後方で、物凄い勢いで扉が開けられた音が聞こえた。有り難い事にフライングシップは既に待機していてくれた。
「ジョージ、乗ったら直ぐに出すぞ。舌をかまないようにしろ」
今回参加するのは俺、谷、ベガル、ミューエさん、サンダ先生、ホートー、ラフィンヌ様、ムート伯爵、オデットさんの九人。中々物騒な面子だ。ここからカリナの店まで飛ばせば数分で着く。今はそれさえもどかしい。助手席に飛び乗り、谷に指示を出す。

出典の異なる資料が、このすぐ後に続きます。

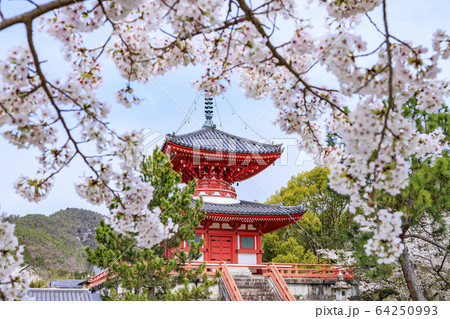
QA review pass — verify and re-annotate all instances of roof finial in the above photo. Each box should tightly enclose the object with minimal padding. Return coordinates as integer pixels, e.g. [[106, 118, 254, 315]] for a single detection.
[[203, 97, 216, 128]]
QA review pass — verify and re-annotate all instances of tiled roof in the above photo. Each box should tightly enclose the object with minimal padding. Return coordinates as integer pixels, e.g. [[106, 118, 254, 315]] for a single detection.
[[163, 127, 282, 154], [28, 288, 101, 301], [202, 200, 307, 216], [49, 279, 84, 288]]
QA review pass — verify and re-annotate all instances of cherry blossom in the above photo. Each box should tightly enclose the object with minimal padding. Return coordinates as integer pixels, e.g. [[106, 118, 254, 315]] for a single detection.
[[0, 0, 450, 280]]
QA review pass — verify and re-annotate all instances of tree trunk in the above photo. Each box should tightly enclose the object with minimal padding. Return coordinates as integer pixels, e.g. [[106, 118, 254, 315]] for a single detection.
[[400, 245, 426, 301]]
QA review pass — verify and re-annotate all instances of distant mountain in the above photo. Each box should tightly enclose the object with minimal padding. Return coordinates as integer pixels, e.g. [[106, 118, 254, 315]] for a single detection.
[[8, 208, 104, 278]]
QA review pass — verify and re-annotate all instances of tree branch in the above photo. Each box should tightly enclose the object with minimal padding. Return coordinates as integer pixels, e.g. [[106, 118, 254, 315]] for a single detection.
[[405, 234, 450, 253], [0, 0, 85, 30], [238, 0, 347, 114]]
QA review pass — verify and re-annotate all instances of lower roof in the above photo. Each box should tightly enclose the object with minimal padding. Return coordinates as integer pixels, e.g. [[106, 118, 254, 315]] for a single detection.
[[27, 288, 101, 301], [202, 200, 307, 217]]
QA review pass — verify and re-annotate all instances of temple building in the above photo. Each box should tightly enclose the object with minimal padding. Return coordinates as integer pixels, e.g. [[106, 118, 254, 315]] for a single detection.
[[162, 98, 306, 265]]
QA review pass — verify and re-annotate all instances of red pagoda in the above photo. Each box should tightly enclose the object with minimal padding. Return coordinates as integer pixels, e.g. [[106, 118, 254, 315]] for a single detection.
[[162, 98, 306, 265]]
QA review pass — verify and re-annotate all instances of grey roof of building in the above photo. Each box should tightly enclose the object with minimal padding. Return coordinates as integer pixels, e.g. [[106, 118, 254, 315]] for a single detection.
[[28, 288, 102, 301], [202, 200, 307, 216], [49, 279, 85, 288], [162, 127, 282, 154]]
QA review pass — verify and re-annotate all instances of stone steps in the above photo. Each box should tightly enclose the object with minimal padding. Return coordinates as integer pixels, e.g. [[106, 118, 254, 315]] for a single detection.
[[230, 268, 279, 301]]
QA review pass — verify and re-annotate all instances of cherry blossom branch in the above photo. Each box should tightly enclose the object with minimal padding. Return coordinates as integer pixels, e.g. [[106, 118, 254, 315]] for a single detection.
[[0, 0, 85, 31], [404, 234, 450, 253], [238, 0, 347, 115], [25, 21, 120, 202]]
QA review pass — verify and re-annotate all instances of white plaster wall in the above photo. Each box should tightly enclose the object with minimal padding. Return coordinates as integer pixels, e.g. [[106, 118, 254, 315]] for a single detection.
[[238, 253, 256, 265]]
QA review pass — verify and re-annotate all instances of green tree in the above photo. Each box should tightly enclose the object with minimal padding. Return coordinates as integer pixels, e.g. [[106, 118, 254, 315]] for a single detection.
[[86, 149, 216, 300], [263, 167, 354, 262]]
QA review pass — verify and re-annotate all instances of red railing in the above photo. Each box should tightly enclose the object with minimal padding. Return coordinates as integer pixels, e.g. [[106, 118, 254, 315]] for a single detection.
[[219, 262, 243, 301], [89, 261, 355, 300], [264, 263, 295, 301], [268, 264, 355, 279]]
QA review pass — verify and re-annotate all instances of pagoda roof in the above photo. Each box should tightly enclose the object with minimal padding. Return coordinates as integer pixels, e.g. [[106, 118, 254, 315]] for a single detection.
[[201, 200, 307, 217], [162, 127, 282, 154]]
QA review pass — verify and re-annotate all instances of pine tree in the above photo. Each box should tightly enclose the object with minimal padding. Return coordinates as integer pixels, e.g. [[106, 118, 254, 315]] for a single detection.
[[263, 167, 354, 263], [86, 149, 216, 300]]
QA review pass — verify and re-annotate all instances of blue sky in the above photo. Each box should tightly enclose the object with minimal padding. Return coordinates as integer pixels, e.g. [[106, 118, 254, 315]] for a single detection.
[[0, 0, 450, 215]]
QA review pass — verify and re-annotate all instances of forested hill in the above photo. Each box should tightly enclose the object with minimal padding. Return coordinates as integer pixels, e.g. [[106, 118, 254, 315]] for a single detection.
[[8, 208, 103, 277]]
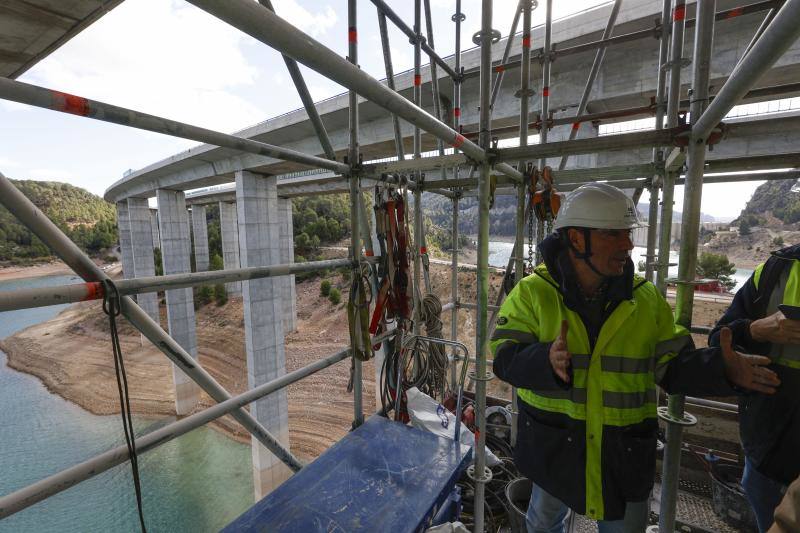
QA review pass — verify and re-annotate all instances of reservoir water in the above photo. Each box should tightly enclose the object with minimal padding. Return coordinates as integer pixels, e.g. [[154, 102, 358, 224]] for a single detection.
[[0, 276, 253, 533], [489, 241, 753, 292]]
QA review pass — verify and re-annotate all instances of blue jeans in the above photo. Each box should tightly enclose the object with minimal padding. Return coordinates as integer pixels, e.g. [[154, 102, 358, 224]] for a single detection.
[[742, 457, 786, 533], [525, 483, 650, 533]]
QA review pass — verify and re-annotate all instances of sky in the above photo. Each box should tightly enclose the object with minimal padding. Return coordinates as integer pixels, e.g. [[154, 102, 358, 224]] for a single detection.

「カリナの店の前の道路は馬車が停めるくらいの広さがある……そこだ、全員降りたら一旦浮上してくれ」
着陸と同時に甲板から飛び降りる。いた!……カリナの店の前に兵士が数人たむろしている。兵士は俺に気付くと一斉に抜剣した。
「ジョージ様、露払いはお任せ下さい」
オデットさんはそう言うと同時に何かを投げつけた。次の瞬間、一人の兵士が腕を押さえながら倒れ込んだ。
「あら、私の友達の店で何しているのかしら⁉……潰れなさい、ジーオボール」
ラフィンヌ様の詠唱が終わると拳大の岩が兵士の襲いかかる。グチャっとえぐい音がしたかと思うと二人の兵士が倒れた。
「邪魔ですわ。棒手裏剣を喰らいなさい」
オデットさんが放った棒手裏剣は見事に兵士をとらえて、残りの兵士をノックアウト……今回も、かなりの戦力過多です。
「コントロールウィンド。狙いは俺の背中。どうりゃ!」
店の扉に向かって飛び蹴りを放つ。コントロールウィンドの風力も加わり、分厚い扉をけ破る事が出来た。
「よお、エロ。随分と楽しい事してくれるじゃねえか……ここがどこだか分かってんだろうな」
店内はカッパー家の騎士に占拠されていた。エロは嫌がるスノウさんを抱き寄せながら笑っていた。
「この店は俺が買い取ったんだぜ。何の文句がある」
そう、来たか。これはあの話をしておいて正解だったな。二度とアイビス家に近づけないようにしてやる。